The Joint Chiefs of Staff testify about military compensation before the Senate Armed Services Committee at Hart Senate Office Building in Washington, D.C., on May 6. (Mike Morones/Staff)
The Pentagon brass made a last stand Tuesday in the months-long battle for military compensation reform, imploring senators to back plans to trim troops’ pay raises and benefits in the fiscal 2015 budget.
They‘ve already lost on the other front of the fight, with members of the House Armed Services Committee last week rejecting the proposed compensation changes in its initial draft of the annual defense authorization bill.
If the Senate follows suit later this month, that will all but doom defense officials’ plans to cut about $2 billion from personnel costs next year and redirect the money into training and modernization programs.
Army Gen. Martin Dempsey, chairman of the Joint Chiefs, and six fellow four-stars — his own deputy, the four service chiefs and the head of the National Guard Bureau — argued that those savings are crucial to preserve military readiness and modernization accounts, a refrain they have repeated to lawmakers ever since the budget proposal was unveiled three months ago.
“Implementing this compensation package now will help us remain the world’s best-trained, best-led and best-equipped military,” Dempsey said. “Otherwise, we’ll continue to hemorrhage readiness and cut into modernization funds.”
At issue are plans to cap the military pay raise at 1 percent next year, cut housing allowance rates by 5 percent in coming years, reduce the commissary benefit and reorganize the Tricare system to include new fees for non-active-duty users.
But outside advocates — and a growing number of lawmakers — have argued the compensation plans cut too deeply into troops’ wallets, leaving them with greatly diminished buying power even if their paychecks do not actually shrink.
They’ve argued that DoD should hold off on any changes until at least next February, after the Military Compensation and Retirement Reform Commission issues a final report and recommendations on all pay and benefits programs.

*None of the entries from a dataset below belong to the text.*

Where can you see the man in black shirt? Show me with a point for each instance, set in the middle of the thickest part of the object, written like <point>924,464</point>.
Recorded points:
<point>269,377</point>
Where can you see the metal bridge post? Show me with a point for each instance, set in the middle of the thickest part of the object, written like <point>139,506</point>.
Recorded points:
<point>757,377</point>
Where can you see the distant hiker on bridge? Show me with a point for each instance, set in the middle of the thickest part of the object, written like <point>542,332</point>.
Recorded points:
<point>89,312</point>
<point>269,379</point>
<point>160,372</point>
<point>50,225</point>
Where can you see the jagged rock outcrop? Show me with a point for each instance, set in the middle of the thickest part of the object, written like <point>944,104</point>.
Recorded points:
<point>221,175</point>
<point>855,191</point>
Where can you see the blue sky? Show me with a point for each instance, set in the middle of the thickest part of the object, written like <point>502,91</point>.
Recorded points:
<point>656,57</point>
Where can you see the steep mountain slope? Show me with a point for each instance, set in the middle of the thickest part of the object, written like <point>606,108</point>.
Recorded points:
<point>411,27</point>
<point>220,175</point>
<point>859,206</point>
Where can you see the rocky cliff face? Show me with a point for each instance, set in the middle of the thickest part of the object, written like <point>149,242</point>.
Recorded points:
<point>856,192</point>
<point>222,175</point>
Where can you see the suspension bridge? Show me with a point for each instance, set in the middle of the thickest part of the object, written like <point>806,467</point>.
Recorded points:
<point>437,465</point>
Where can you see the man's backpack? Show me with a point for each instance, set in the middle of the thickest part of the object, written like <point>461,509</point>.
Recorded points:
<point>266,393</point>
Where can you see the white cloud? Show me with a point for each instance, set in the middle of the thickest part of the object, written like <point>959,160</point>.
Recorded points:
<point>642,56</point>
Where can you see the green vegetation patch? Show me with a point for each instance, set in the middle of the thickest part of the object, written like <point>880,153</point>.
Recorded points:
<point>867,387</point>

Dempsey said that timetable will delay meaningful reform until the 2017 budget, and cost DoD up to $18 billion in potential savings.
“We have enough information to request these nominal pay and compensation changes now,” he insisted. “We know this budget features difficult choices ... but we have created a balanced package that enables us to fulfill the current defense strategy.”
Senators again reiterated dissatisfaction with self-imposed budget caps and looming sequestration spending cuts that have forced Pentagon belt-tightening, but have not offered any firm plans on a different way forward.
Members of the armed services committee’s personnel panel have indicated they want to wait for the commission report, although Sen. Carl Levin, D-Mich., the committee chairman, appeared more unwilling to simply punt decisions to next year.
“We do not have the option of simply rejecting these compensation proposals,” he said. “We would have to make alternative cuts.”
On Wednesday, the House Armed Services Committee is expected to finalize its draft of the annual authorization bill with a $521 billion total cost, but without the Pentagon’s requested compensation changes.
Pentagon planners will know if their lobbying efforts before the Senate committee were more successful by early June.